Así que puse mis cacahuetes en la mochila, llené la botella del agua que bajaba del mismo sitio al que yo pretendía subir, e inicié el viaje. Era 22 de junio y el astro llegaba a lo más alto, justo donde también quería llegar yo… El trayecto fue corto: en poco más de una hora llegué a la cima. Y, entonces, lo hice.
Dejé el báculo apoyado sobre ese pilón de hormigón que culmina todas las cumbres que merecen tal nombre, me deshice de la mochila y empecé a quitarme la ropa, toda ella, hasta quedar bien libre de cualquier atavío innecesario. No hacía demasiado calor, no lo hice por eso. El motivo era bien distinto: honrar a quien se lo merece.
Tuve un momento de duda, de inseguridad, residuo del recato cultural, por si alguien subía, y de repente me encontraba a mí, al larguirucho hermitaño, en bolas por el cerro de la Mallada del Llop, brincando descalzo sobre las rocas pulidas y espantando a los mosquitos a manotazos… Sin embargo, enseguida olvidé ese recato, esa duda, y me centré en lo que importaba: me aposté frente a Él, elevé mis brazos hacia lo alto, y oré. Le di las gracias, bendijo mis alimentos, Le miré, Le pregunté y creí escuchar (aunque sobretodo sentí…) de Él una respuesta. Mi risa se elevó entonces hacia el cielo, y quedé en paz... Para siempre.
Ése fue mi ritual de solsticio. Quería reproducir, repensar y resentir (es decir, re-sentir, en el sentido de revivir) lo que debieron experimentar mis antepasados hace unos 8.000 años atrás, cuando no lejos de allí, en lo que hoy se denomina Plà de Petracos, decidieron establecerse en aquellas tierras, convirtiéndose en los primeros pobladores neolíticos de la Península, que llevaron consigo la agricultura y la ganadería. Una remota parte de mí, que lacera mi espíritu con su imposibilidad absoluta, lamenta no ser uno de ellos, esos pioneros, uno de los que abrieron el camino, hicieron de las cuevas sus hogares y eligieron su tierra futura...
Recuerdo muy bien una de las pinturas rupestres del Plà (lugar que yo había visitado justo el día anterior a mi ritual solsticial): dibujada en los abrigos rocosos de la zona, mostraba precisamente una figura humana con los brazos extendidos hacia lo alto. No sé quién lo hizo; nadie lo sabe. Pero no cabe duda de que alguien anduvo por allí, hace ocho milenios, tratando de que no se olvidara su vida, su presencia, ni tampoco el culto celeste, el culto a las estrellas, a la grandeza del firmamento, tanto nocturno como diurno.

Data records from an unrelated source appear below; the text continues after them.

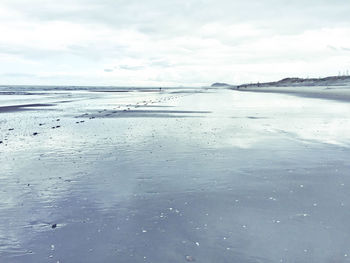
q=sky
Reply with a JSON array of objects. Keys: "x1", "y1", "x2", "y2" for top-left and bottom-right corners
[{"x1": 0, "y1": 0, "x2": 350, "y2": 86}]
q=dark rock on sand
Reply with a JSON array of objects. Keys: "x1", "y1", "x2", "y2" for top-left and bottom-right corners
[{"x1": 185, "y1": 256, "x2": 196, "y2": 262}]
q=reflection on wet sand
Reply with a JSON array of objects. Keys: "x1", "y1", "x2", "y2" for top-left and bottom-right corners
[{"x1": 0, "y1": 86, "x2": 350, "y2": 263}]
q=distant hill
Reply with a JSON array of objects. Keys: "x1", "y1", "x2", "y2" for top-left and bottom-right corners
[
  {"x1": 211, "y1": 83, "x2": 231, "y2": 88},
  {"x1": 236, "y1": 76, "x2": 350, "y2": 88}
]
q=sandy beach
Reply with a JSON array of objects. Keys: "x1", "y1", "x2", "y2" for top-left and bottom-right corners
[{"x1": 0, "y1": 86, "x2": 350, "y2": 263}]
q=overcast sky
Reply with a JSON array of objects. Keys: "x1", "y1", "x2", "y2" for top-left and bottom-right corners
[{"x1": 0, "y1": 0, "x2": 350, "y2": 86}]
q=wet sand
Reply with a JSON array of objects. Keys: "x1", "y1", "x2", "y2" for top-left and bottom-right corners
[{"x1": 0, "y1": 88, "x2": 350, "y2": 263}]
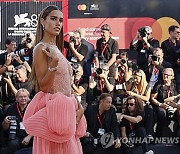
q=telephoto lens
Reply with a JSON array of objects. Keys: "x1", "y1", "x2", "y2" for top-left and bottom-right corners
[{"x1": 9, "y1": 120, "x2": 17, "y2": 140}]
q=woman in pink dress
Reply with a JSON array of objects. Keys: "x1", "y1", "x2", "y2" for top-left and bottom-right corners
[{"x1": 23, "y1": 6, "x2": 86, "y2": 154}]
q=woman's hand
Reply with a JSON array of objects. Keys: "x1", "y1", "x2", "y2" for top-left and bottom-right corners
[
  {"x1": 76, "y1": 102, "x2": 84, "y2": 125},
  {"x1": 42, "y1": 47, "x2": 59, "y2": 61},
  {"x1": 118, "y1": 114, "x2": 124, "y2": 123},
  {"x1": 126, "y1": 91, "x2": 137, "y2": 96},
  {"x1": 22, "y1": 135, "x2": 32, "y2": 145}
]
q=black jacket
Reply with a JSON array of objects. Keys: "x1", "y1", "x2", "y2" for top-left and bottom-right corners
[
  {"x1": 85, "y1": 105, "x2": 120, "y2": 139},
  {"x1": 130, "y1": 39, "x2": 159, "y2": 71}
]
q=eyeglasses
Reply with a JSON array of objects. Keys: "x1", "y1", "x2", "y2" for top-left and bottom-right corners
[{"x1": 127, "y1": 103, "x2": 135, "y2": 106}]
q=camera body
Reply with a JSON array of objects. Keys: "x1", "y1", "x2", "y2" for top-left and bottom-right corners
[
  {"x1": 138, "y1": 27, "x2": 147, "y2": 37},
  {"x1": 69, "y1": 36, "x2": 76, "y2": 44},
  {"x1": 26, "y1": 33, "x2": 32, "y2": 43},
  {"x1": 14, "y1": 48, "x2": 27, "y2": 56},
  {"x1": 96, "y1": 67, "x2": 103, "y2": 75},
  {"x1": 71, "y1": 63, "x2": 79, "y2": 75},
  {"x1": 120, "y1": 59, "x2": 127, "y2": 64},
  {"x1": 8, "y1": 116, "x2": 17, "y2": 121},
  {"x1": 2, "y1": 71, "x2": 17, "y2": 78},
  {"x1": 8, "y1": 116, "x2": 17, "y2": 140},
  {"x1": 151, "y1": 55, "x2": 158, "y2": 61}
]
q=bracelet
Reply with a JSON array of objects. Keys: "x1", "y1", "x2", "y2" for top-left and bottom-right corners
[{"x1": 48, "y1": 67, "x2": 57, "y2": 72}]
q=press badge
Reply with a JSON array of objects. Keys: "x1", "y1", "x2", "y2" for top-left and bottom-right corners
[
  {"x1": 71, "y1": 57, "x2": 77, "y2": 63},
  {"x1": 140, "y1": 49, "x2": 146, "y2": 53},
  {"x1": 19, "y1": 122, "x2": 25, "y2": 130},
  {"x1": 98, "y1": 128, "x2": 105, "y2": 135}
]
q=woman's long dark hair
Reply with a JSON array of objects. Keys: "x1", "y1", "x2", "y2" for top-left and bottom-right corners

Ése ser, con sus brazos, sus piernas, su cabeza, y sus sueños, soy yo. Somos todos nosotros. Un escalofrío recorrió mi columna vertebral cuando, tras honrar a Ra como era necesario, recordé la pintura. Por miles de años que nos separen y pese a la influencia de la mediación cultural que ha moldeado lo salvaje en algo dócil y previsible, por mucha tecnología que introduzcamos en nuestra vida, por mucho rigor lógico y avances científicos estupendos que hagamos, lo cierto es que, después de todo, ya no supe en qué mundo estaba: ¿qué me diferenciaba de aquel hombre (o mujer…)? Hemos reprimido instintos salvajes, hemos creado una sociedad, hemos encerrado a los diferentes y peligrosos (eso decimos…), hemos conservado la vida y retrasado la muerte. Pero, ¿y qué?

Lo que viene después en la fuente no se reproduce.